At The Washington Post, Russell Adams explores the money-making machine that is The Shawshank Redemption:

Bob Gunton is a character actor with 125 credits to his name, including several seasons of “24” and “Desperate Housewives” and a host of movie roles in films such as the Oscar-winning “Argo.” Vaguely familiar faces like his are common in the Los Angeles area where he lives, and nobody pays much attention. Many of his roles have been forgotten.
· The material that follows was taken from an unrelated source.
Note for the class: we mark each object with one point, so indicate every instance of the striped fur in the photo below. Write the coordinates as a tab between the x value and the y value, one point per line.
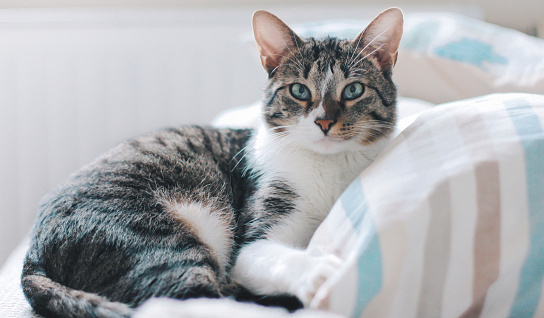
201	212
But every day, the 68-year-old actor says, he hears the whispers—from cabdrivers, waiters, the new bag boy at his neighborhood supermarket: “That’s the warden in ‘Shawshank.'”

Watch the full Cannes jury press conference following the closing ceremony:

At Vulture, Bilge Ebiri highlights 17 things to know about Palme d’Or winner Nuri Bilge Ceylan:

The Turkish film Winter Sleep (or, in Turkish, Kış Uykusu, which technically means “hibernation”) won the Palme d’Or at Cannes yesterday. It was a major victory for its writer-director Nuri Bilge Ceylan, who has been winning all the other awards at Cannes for some years now. Unfortunately, many in the U.S. — even among cinephiles — are unfamiliar with his work. Since I have been (for perhaps obvious reasons) obsessively following his career for well over a decade, here are some things you may want to know about this year’s winning director.

A 97-year-old woman has attended 66 out of 67 Cannes Film Festivals, Time reports.

At Nonfics, Christopher Campbell asks if filmmakers change their mind about their own documentaries:

Over the weekend, I read Michael Moore‘s tweets in response to the UCSB killings and was surprised that the filmmaker came across so anti-gun above anything else. “For you who are scared of a guy breaking in to hurt you,” he wrote in one of the last from Saturday night, abbreviating most of the words, “trust me, you aren’t going to fire a gun half asleep at 3am and hit your target. Get a dog.” It seemed like a simplification of the issue he explores in his Oscar-winning doc Bowling for Columbine, if not a change of mind.